Bronze Nazareth: “Stem Cells” is a joint of a bunch of verses where I’m looking at these pictures and I’m smoking a blunt.   Before I know it the picture is talking to me like, “Yo, what are you doing with your life, homie?” Like the first verse is talking to my grand-dad who passed, and the second I’m talking to my cousin who got shot down in Florida and passed. In the first verse, it’s multi-layered because I’m talking to my grandfather who passed. Through the smoke I’m talking to him about my life now and I go into a situation of my man, [Wisemen member] Illah Dayz, who’s in a wheelchair. He left a studio session one night. We was trying to get him to stay and boom–he gets in a car accident and gets paralyzed. In the song I’m talking to my grand-pops like, “Yo, for one I feel responsible for Illah Dayz / shouldn’t a let him leave/ he tried to walk and breathe.” Then this picture of my grandfather says back to me, “One thing y’all, with stem cells y’all gon’ rock live with 14 feet,” which means all 7 Wisemen gonna be walking including Illah. So I just named it “Stem Cells.”

DX: You have three bonus tracks aside from the lead single, “Fresh From The Morgue” with RZA? How did these come about?

Bronze Nazareth: When I did the “225 Rounds” [track off Wu-Tang’s Legendary Weapons album], I was in Detroit. And then I shot out to New York for a minute. At the end of those sessions we had a couple of extra ones and we could use them for whatever we want. It was at the tail end of the Legendary Weapons thing.

DX:  What have you learned from RZA back during the 2003 Birth of a Prince sessions and now?

Bronze Nazareth: I think back then I had a lot more time working in the studio with RZA. I was living in New York for a couple of months. So I was in the studio every day. What I really learned about RZA, even seeing Divine in there and everybody, was the business-side of things. I’m not saying I mastered the beats or nothing at that point, but I felt I was nice with the beats or whatever already before I even got to RZA. So watching him and the way he shuffled from one project to the next. Just to hear all the tracks with all the pieces laid out just was bugged to me. It kind of put me in a mode that I gotta be more than just a beat-maker. I gotta come with some composition with pieces here and there.

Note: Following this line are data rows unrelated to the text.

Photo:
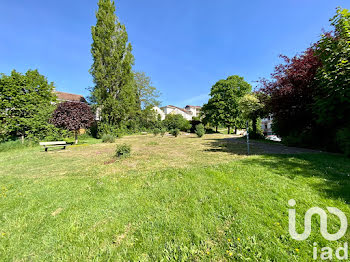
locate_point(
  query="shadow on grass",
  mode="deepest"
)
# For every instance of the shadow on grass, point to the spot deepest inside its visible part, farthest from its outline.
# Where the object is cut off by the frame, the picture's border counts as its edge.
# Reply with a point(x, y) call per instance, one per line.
point(333, 169)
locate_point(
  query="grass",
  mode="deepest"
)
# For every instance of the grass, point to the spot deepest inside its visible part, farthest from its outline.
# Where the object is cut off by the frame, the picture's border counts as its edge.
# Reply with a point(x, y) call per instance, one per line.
point(180, 199)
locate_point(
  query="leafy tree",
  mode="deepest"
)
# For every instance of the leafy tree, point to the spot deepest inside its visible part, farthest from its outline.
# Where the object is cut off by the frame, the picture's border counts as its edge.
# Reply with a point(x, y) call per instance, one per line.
point(290, 95)
point(26, 103)
point(223, 106)
point(200, 130)
point(114, 90)
point(332, 105)
point(210, 114)
point(73, 116)
point(251, 108)
point(147, 94)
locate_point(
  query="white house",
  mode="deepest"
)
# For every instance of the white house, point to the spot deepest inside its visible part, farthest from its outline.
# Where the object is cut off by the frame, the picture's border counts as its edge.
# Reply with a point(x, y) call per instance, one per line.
point(266, 125)
point(188, 112)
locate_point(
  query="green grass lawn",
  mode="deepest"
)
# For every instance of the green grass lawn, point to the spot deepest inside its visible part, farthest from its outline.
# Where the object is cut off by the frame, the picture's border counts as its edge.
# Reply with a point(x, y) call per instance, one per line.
point(174, 199)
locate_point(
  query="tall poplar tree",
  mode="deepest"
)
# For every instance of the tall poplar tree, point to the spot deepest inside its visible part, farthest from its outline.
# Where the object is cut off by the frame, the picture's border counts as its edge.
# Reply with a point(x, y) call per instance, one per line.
point(114, 91)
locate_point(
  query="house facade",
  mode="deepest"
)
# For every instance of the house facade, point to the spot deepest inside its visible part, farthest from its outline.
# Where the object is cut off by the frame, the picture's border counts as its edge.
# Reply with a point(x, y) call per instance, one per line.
point(188, 112)
point(266, 125)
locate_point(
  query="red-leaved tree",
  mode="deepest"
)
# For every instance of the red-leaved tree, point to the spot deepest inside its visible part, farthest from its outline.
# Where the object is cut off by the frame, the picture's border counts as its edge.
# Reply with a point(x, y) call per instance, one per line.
point(72, 116)
point(291, 94)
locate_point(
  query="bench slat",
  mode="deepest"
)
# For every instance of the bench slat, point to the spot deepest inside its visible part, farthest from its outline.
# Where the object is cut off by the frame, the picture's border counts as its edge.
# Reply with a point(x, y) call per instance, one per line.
point(53, 143)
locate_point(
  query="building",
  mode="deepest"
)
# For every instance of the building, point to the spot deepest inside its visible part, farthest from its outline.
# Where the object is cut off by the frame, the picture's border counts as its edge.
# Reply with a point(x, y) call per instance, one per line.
point(188, 112)
point(67, 97)
point(266, 126)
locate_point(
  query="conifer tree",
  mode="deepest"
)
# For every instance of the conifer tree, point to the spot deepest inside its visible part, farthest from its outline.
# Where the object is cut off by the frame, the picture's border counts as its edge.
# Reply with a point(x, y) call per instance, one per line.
point(114, 92)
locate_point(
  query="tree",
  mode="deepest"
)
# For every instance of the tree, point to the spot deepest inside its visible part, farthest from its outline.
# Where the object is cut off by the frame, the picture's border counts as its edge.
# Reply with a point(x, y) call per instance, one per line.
point(251, 108)
point(146, 93)
point(223, 106)
point(290, 95)
point(175, 121)
point(73, 116)
point(114, 91)
point(332, 103)
point(332, 100)
point(26, 103)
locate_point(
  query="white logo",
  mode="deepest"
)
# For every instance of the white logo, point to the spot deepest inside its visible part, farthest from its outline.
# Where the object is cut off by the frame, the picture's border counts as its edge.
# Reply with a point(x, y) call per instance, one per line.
point(323, 222)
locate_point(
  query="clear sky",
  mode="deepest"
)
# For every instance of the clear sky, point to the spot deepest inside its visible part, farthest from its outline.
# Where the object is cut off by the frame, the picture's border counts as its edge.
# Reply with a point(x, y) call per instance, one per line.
point(185, 46)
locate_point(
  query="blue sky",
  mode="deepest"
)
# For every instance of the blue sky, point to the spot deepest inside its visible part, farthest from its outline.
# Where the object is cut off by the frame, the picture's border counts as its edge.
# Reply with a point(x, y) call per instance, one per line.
point(185, 46)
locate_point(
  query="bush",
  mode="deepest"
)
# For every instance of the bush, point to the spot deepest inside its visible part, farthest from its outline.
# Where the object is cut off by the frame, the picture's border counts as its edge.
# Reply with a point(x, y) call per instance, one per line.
point(123, 150)
point(176, 122)
point(194, 123)
point(175, 132)
point(108, 138)
point(343, 140)
point(162, 132)
point(156, 131)
point(200, 131)
point(17, 144)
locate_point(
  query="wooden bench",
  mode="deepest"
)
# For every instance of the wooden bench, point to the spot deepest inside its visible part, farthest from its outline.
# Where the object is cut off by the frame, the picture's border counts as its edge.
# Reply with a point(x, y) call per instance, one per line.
point(46, 145)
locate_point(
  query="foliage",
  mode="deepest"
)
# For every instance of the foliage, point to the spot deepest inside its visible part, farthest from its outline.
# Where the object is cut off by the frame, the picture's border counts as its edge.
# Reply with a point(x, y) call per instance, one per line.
point(114, 91)
point(290, 94)
point(147, 94)
point(175, 132)
point(223, 105)
point(343, 140)
point(162, 131)
point(156, 131)
point(26, 103)
point(194, 123)
point(175, 121)
point(123, 150)
point(64, 193)
point(72, 116)
point(251, 109)
point(200, 131)
point(108, 138)
point(332, 102)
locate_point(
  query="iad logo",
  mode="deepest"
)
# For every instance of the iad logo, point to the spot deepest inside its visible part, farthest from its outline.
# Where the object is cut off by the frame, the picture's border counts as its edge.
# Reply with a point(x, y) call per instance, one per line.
point(341, 253)
point(323, 223)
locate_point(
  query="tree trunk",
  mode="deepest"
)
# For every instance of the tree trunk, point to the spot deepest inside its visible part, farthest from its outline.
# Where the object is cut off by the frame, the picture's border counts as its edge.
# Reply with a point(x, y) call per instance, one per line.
point(76, 136)
point(254, 125)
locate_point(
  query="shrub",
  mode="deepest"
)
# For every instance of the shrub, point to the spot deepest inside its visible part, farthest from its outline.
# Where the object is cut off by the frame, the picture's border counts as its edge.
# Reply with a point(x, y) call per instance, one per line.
point(156, 131)
point(162, 132)
point(123, 150)
point(200, 131)
point(175, 132)
point(343, 140)
point(108, 138)
point(194, 123)
point(176, 122)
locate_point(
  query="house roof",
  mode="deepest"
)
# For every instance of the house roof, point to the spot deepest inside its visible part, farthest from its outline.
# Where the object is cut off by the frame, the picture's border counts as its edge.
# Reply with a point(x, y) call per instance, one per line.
point(193, 106)
point(70, 97)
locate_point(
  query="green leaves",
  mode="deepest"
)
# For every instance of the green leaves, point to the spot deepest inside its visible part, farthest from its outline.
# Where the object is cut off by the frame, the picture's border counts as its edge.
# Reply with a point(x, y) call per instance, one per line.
point(114, 91)
point(26, 103)
point(223, 105)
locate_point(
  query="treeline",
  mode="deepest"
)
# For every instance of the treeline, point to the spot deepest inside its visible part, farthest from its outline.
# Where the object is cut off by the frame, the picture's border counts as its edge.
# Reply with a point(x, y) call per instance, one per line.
point(309, 94)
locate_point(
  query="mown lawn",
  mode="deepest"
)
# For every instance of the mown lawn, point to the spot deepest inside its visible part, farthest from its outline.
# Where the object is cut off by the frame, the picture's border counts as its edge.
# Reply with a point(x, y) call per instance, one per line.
point(177, 199)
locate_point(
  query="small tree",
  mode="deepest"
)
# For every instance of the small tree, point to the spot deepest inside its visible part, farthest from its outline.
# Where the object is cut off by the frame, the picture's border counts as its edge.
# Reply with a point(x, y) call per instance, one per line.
point(73, 116)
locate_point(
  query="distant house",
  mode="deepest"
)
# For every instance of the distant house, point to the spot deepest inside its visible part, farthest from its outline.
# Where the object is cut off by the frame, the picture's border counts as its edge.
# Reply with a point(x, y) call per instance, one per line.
point(188, 112)
point(266, 125)
point(64, 97)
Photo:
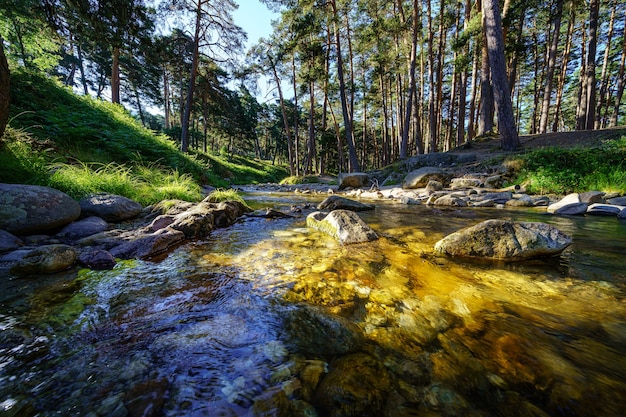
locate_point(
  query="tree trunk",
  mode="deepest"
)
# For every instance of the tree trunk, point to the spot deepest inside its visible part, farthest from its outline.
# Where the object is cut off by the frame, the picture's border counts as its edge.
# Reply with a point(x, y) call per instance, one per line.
point(547, 92)
point(5, 89)
point(349, 133)
point(501, 91)
point(184, 134)
point(115, 76)
point(590, 73)
point(604, 77)
point(564, 62)
point(412, 64)
point(621, 82)
point(292, 170)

Working with him recently, we was out in Cali a couple of summers ago. They were workin’ on something and here comes somebody to work on another joint. Then another. It was like a locomotive in there. It was kind of good to see because at home we get lackadaisical in the studio. So seeing their work ethic makes you come back home with renewed energy. Let’s get on the turntable and bang it out in a more orderly fashion and boom. That’s basically what I gained from that.